If you associate ear infections with kids, you’re right. More than 40 percent of ear infections treated at MedExpress occur in kids under 13-years-old. Types of ear infections differ based on the part of the ear affected. Symptoms include ear pain, fever, drainage from the ear, and headaches; but you could have an ear infection without any obvious symptoms. Children may also tug or pull their ears, cry more than usual, or not respond to sounds if they have an ear infection.
Pink Eye (aka conjunctivitis)
This common malady leaves your eyes red, watery, and swollen. It can be caused by viruses, bacteria, allergies, or getting things like chemicals or pollution in your eyes. While there are both viral and bacterial versions of pink eye, both are very contagious. Kids catch the bacterial version more often; it’s one of the most common reasons that kids stay home from school or daycare.2 The contagious varieties spread either in the air or on the hands – so to keep your eyes the correct color, make sure you wash your hands often, and try to avoid rubbing your eyes with unwashed hands.
Skin Infection (or Cellulitis)
You may or may not have heard of cellulitis, but have you ever had a cut that got infected? Skin infections, aka cellulitis, happen when bacteria make their way into an opening in the skin – usually cuts, scrapes, bug bites, or rashes that have been scratched. If you think you have a skin infection, it's important to get medical treatment right away. Watch for wounds that aren’t healing or any increase in pain, redness, drainage, warmth, or swelling. Keep these tips in mind to help keep a cut or scrape from getting infected.
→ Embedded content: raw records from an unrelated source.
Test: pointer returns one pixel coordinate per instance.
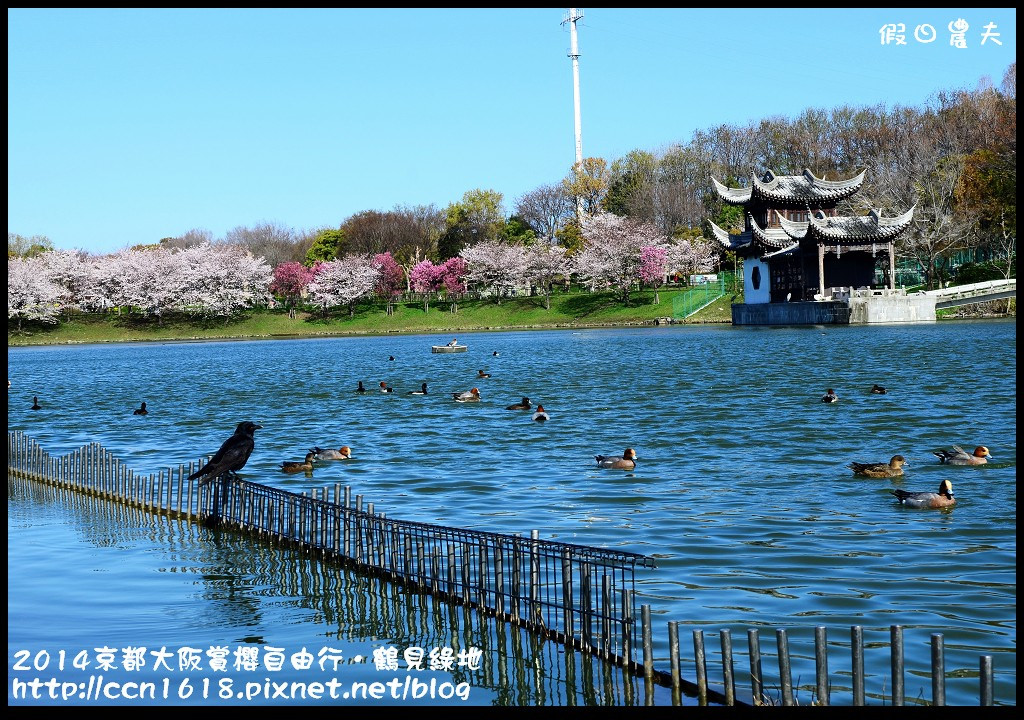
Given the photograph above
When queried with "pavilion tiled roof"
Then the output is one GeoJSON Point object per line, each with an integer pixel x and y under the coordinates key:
{"type": "Point", "coordinates": [865, 228]}
{"type": "Point", "coordinates": [806, 188]}
{"type": "Point", "coordinates": [731, 242]}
Honorable Mention: Sprains and Strains from the Ankle Down
So far, we’ve talked about illnesses, and while it’s true that illnesses do make up the top 10 diagnoses at MedExpress, some injuries are more frequent than others. In the injury category, ankle, foot, and toe sprains and strains take the prize. Unlike the illnesses listed above, these injuries peak in summer and fall and decrease in the winter.
What’s the difference between a sprain and a strain? Sprains involve a ligament, the short band of flexible tissue connecting bones and cartilage. Strains, on the other hand, occur when muscles and/or tendons are stretched or torn. Both usually occur at joints, and they share symptoms including swelling and tenderness. You may or may not be able to put weight on it depending on the severity of the sprain or strain. They can be difficult to differentiate from fractures and should be evaluated by a medical professional, as X-rays may be necessary.
1 CDC: Common Colds: Protect Yourself and Others. Last updated February 12, 2018. Accessed March 23, 2018.
2 CDC: Conjunctivitis (Pink Eye). Last updated October 2, 2017. Accessed March 23, 2018.